Беньёвский молча сложил свою трубу, нахмурился.
— Ребята, скажу вам честно. На Курилах стоять я не хотел. Зачем стоять и медлить, когда попутный ветер дует? На Филиппинах быстрее будем.
— Да уж Бог с ними, — как-то невесело, себе под ноги, сказал Игнат. Когда прибудем, тогда и ладно. Дозволь ещё разок на землю русскую ступить.
— Дозволь! Дозволь! — раздались голоса мужиков.
— Последний-то разок хлебушка на своей земле испечь!
— Да какая ж она русская? — с горькой насмешкой спросил адмирал. — Ни единого русака ещё по ней не хаживало.

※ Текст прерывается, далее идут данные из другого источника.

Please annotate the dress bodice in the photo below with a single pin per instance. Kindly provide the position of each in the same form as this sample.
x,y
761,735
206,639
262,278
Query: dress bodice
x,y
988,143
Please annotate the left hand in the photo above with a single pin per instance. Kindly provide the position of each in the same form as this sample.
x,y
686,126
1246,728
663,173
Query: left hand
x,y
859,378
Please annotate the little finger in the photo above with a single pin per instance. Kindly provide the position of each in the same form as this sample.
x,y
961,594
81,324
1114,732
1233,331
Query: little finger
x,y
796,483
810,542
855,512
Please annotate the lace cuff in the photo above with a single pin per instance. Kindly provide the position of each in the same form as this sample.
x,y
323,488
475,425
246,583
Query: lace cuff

Пустая земля!
— А то ничего, что пустая, — отвечали ему. — Пройдем по ней, вот и станет нашенской.
— Причалить к острову, — приказал Беньёвский Чурину и на корму пошел, в кают-компанию.
Скоро Маканруши, неуютный с виду, гористый, дикий, был совсем недалеко от борта галиота. Василий Чурин гаркнул в сторону матросов:
— А ну-кась вы, рога чертячьи, к маневру изготовьсь! Фор-бом-брамсель, фор-марсель и фор-брамсель спускать будем! Ну, живо поворачивайтесь! Земля близко!

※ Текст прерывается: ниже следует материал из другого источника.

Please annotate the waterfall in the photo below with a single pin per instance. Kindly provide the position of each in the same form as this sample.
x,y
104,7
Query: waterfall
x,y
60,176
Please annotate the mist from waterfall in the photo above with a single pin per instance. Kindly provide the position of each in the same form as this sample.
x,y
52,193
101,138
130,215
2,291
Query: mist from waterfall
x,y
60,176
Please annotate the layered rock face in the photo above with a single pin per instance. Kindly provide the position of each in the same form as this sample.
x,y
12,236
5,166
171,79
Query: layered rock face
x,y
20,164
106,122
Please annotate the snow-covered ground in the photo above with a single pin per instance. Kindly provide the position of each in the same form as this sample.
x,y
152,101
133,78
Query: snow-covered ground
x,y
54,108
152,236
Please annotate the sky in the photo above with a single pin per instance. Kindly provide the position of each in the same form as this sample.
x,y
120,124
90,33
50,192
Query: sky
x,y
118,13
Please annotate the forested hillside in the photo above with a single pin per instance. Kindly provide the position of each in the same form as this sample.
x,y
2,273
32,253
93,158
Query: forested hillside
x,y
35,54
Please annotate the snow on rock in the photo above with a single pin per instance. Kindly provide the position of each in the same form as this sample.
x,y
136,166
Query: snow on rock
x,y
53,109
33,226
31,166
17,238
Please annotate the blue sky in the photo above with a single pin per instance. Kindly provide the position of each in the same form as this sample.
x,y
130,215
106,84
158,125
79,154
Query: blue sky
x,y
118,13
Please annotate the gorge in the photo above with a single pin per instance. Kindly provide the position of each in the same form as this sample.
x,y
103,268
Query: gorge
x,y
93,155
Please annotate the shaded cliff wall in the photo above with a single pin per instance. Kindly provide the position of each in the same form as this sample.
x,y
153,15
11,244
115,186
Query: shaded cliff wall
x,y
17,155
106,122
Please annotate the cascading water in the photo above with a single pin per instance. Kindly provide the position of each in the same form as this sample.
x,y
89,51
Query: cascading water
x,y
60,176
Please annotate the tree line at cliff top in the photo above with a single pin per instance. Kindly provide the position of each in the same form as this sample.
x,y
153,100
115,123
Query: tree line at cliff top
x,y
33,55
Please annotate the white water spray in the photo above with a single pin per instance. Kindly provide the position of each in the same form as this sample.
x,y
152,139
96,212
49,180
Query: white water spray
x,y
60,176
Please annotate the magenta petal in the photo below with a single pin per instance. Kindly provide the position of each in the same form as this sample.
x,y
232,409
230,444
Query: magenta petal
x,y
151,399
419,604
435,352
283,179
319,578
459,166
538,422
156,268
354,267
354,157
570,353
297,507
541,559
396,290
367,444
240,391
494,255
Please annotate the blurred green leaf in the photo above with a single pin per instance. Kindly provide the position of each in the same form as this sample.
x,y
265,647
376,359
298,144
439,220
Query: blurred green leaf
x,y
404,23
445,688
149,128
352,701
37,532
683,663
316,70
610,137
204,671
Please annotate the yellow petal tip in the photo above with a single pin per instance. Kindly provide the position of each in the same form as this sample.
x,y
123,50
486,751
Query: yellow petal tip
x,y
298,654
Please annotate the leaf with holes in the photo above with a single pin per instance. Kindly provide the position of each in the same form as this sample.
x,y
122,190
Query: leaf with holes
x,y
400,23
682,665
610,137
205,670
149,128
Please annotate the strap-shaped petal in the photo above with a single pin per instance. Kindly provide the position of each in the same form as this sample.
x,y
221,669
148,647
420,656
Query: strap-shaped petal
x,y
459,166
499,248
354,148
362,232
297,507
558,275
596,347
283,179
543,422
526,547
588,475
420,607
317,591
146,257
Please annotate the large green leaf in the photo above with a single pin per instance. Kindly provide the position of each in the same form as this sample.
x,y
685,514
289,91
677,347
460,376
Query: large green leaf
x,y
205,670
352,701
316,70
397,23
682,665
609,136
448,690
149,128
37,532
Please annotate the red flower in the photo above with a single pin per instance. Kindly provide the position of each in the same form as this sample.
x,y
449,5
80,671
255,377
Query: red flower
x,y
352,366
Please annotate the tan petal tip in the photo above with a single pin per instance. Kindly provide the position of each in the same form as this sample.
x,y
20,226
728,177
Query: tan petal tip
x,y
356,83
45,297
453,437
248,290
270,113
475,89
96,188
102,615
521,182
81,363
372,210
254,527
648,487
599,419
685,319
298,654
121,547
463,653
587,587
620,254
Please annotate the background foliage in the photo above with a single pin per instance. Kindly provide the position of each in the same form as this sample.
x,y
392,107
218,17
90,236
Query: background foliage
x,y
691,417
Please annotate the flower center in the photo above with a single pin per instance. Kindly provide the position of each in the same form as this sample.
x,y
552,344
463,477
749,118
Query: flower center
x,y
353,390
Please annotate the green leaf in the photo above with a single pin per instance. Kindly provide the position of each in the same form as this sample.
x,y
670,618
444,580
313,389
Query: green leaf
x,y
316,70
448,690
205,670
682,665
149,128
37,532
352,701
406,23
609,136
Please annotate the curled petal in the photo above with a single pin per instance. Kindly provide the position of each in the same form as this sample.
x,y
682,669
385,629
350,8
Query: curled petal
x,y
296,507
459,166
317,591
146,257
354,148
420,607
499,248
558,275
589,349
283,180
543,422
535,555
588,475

Артельщики, радостные оттого, что будет стоянка, бросились к вантам. Прямые паруса убрали в считанные минуты, и «Святой Петр», замедлив ход, шел вдоль скалистого берега лишь под одними косыми парусами, выгнутыми, напряженными, как птичьи крылья. Чурин, кусая трубку, стоял на баке — место для стоянки выбирал. Скоро бухту подходящую увидел, велел убрать ещё и стаксель с бизанью. Штурманский ученик Гераська Измайлов, высокий, с длинными волнистыми кудрями, схваченными тесьмой, стоя на руле, ввел судно точно в бухту, и галиот вошел в неё уже на иссякавшей в парусах силе. С бортов обоих рухнули в воду двадцатипудовые якоря, надежно всадили свои лапы в каменистое дно. Якорные канаты мигом натянулись струной, и галиот, словно конь под жесткой, крепкой вожжой умелого возницы, задрожал всем корпусом своим и остановился. Тысячи чаек, гнездившихся на пустынном этом острове, в воздух поднялись и, истошно крича, стали носиться над «Святым Петром», то ли приветствуя, то ли проклиная людей, нарушивших долгий их покой.
Все, кто был в трюме, повылезли на палубу с лицами зелеными, измученными от недельной морской болезни. Появились и офицеры, такие же истерзанные от качки и от неумеренного лечения водкой. Только Беньёвский и Чурин да ещё артельщики и штурманские ученики не слишком пострадали.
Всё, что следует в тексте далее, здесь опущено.